VOCALOIDS: Re-imagining AI in Music

Illustration by Tejasvi Birdh, UG 25, Plaksha University

Illustration by Tejasvi Birdh, UG 25, Plaksha University

Zoya Ghoshal

Vocaloid. An interesting term, right? Probably a word you never heard of before. But the term ‘vocal’ should ring a few bells.

A Vocaloid, in essence, is a new type of voice synthesizing technology using the principles and the concepts of Artificial Intelligence (AI), to create a whole new voice so perfectly realistic, that it sounds as if it belongs to a real human being. The basic premise of this software allows the user– or a more fitting term, artist– to set the general mood of a song in accordance with the lyrics they have written. While a lot of the work depends on the software itself, the general outcome and resounding quality of the final song depends entirely on the user. It is a medium for an artist to be able to express themself in a way that is profound, relatable and sometimes poignant. But how exactly is a software like this useful for the general population? Can it really be something significant to us as a community?

Since the release of the current most famous vocaloid–Hatsune Miku–the popularity of AI-generated music has skyrocketed to previously unreachable heights in Japan. There is a large number of extremely gifted artists who have emerged and flourished in the music industry due to the introduction of this software. That being said, the elements of a song and the work that goes into its creation is no small feat. Every artist has a separate style and emotion that they want to express and hence, the final song completely depends on the person creating it. The AI essentially facilitates the exploration of the creativity of an artist. Some of the particulars in a song that the software takes inputs for are the pitch, the vibrato, the deepness, the rhythm and of course, the lyrics. How can we work on these factors without a voice? The fascinating part of this predominantly automated process is that the foundation voice which the software bases its modifications on is provided by a real person.

While we do have a voice and the software to modify it, the modifications to the voice and, finally, the creation of our ‘artificial singer’ needs to be done by people as well. These people are the producers of the songs for the vocaloid. They handle and oversee everything related to the general production of a song. Phenomenal singers like Yonezu Kenshi and YOASOBI emerged due to vocaloids and now, they top Japan’s charts every year. A new term was coined for creators like these. They were called ‘Vocalo-P’s.

Hatsune Miku was the first greatest vocaloid who changed the lives of artists in Japan for generations to come. Vocaloids, in essence, were created to be perceived as a whole newentity, a singer in their own right. Hatsune’s instantaneous popularity was firstly, due to her voice being much smoother than her predecessors and secondly, the alteration of her personality being made possible in order to make her aura fit with the music. After her revolutionary creation, the popularity of Vocaloids rose so much that even concerts with AI holograms as the performers were conducted, often with thousands of people in attendance.

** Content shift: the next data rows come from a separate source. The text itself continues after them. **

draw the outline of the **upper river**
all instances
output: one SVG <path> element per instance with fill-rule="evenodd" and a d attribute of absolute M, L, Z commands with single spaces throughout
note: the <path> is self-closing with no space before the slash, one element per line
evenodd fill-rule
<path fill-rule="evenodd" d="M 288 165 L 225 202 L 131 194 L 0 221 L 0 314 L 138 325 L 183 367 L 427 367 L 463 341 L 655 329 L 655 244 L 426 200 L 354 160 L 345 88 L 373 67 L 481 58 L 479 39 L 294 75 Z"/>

While the music scene in India is diverse and rich, you don’t really find a whole lot of people who venture into listening to music in foreign languages. The introduction of vocaloids has the potential to be an enormous success. Indians, nowadays, tend to predominantly listen to dance numbers, rather than songs which require deep introspection. The only songs which actually have meaningful lyrics are love songs. So, even though we have such a rich culture, our scope of music variety is a little restricted. 

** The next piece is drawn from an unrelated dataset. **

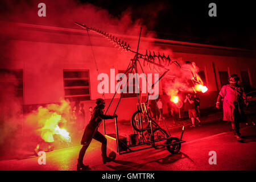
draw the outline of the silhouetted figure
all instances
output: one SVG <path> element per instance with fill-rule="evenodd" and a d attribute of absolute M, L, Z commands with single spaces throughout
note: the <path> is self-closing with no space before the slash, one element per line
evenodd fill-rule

A majority of the people in India have music as an integral part of their lives. An Indian, on average, probably listens to about 19 hours of music a week. That equates to about 2.7 hours a day, which means listening to 54 three-minute songs daily, according to the Digital Music Study 2019 conducted by the Indian Music Industry (IMI). It’s not surprising that 80 percent of people in India identified themselves as ‘music fanatics’.

Also, in regard to the types of music being listened to, predictably, Bollywood music was the most preferred genre of music. Even this type has its forms, namely, new Bollywood and vintage Bollywood, the nuances of which are self-explanatory. Another popular genre was called the ‘Oldies’ genre which primarily consisted of music from older generations, in various Indian languages.

With that said, while some do have their preferences, the music scene in India is an ever-changing canvas. Our music never conforms to a standard the world may have set. While being radically different from music circulated globally, Indian music has the potential to be universal. The catchiness of our music can make the listener lose themselves in dance, while also giving them a glimpse into our culture.

Largely, Indians tend to stick to their roots and don’t usually deviate from listening to music made in India, which is understandable considering the variety available in our country itself. Vocaloids are a different concept altogether, with a majority of Indians probably not even being aware of its existence, exceedingly different from its popularity in Japan.

Music has always been a medium for the expression of thoughts and of feelings. Artists use the vocaloid software as a means to let out their emotions, whether they be negative, positive or a mix of both. Vocalo-Ps are able to create songs that tell a plethora of elaborate and meaningful stories. The creation of these songs can touch the hearts of many, while simultaneously reducing the burden on the ones creating them. Artists in Japan use this music to broach sensitive topics like domestic violence, suicide, mental illness, the failings of the governmental system and others. They create music which focuses more on the lyrics and leave people with a topic to contemplate on, a long while after the song is over. Indian music has the potential to be powerful. Increasing the knowledge of the world’s issues in the minds of the general population can impact people’s views of the changing world. From the way we write love songs, we would be exemplary at coming up with music with lyrics that can revolutionize people’s thinking.

The concept of an artificial being creating music may sound strange, but it can open the minds of many through the exploration of a new type of music. Vocaloids can be a way for amateurs to create their own music without needing to sing themselves. More practically, the success of this concept will create jobs for many and unlock a world of creation and innovation that nobody would’ve ever thought of before. By the creation of music that connects people across different cultures, we can effectively create a community that expresses its deepest emotions through a medium that doesn’t require speaking, but only listening.

Our constant suspicion and inability to embrace foreign concepts can lead to precious opportunities passing us by. AI is and always will be an asset to us. Putting AI to use will profit us and future generations immensely and using it in creating Vocaloids might change the music scene in India forever.

The writer is a student at Plaksha University, UG 2026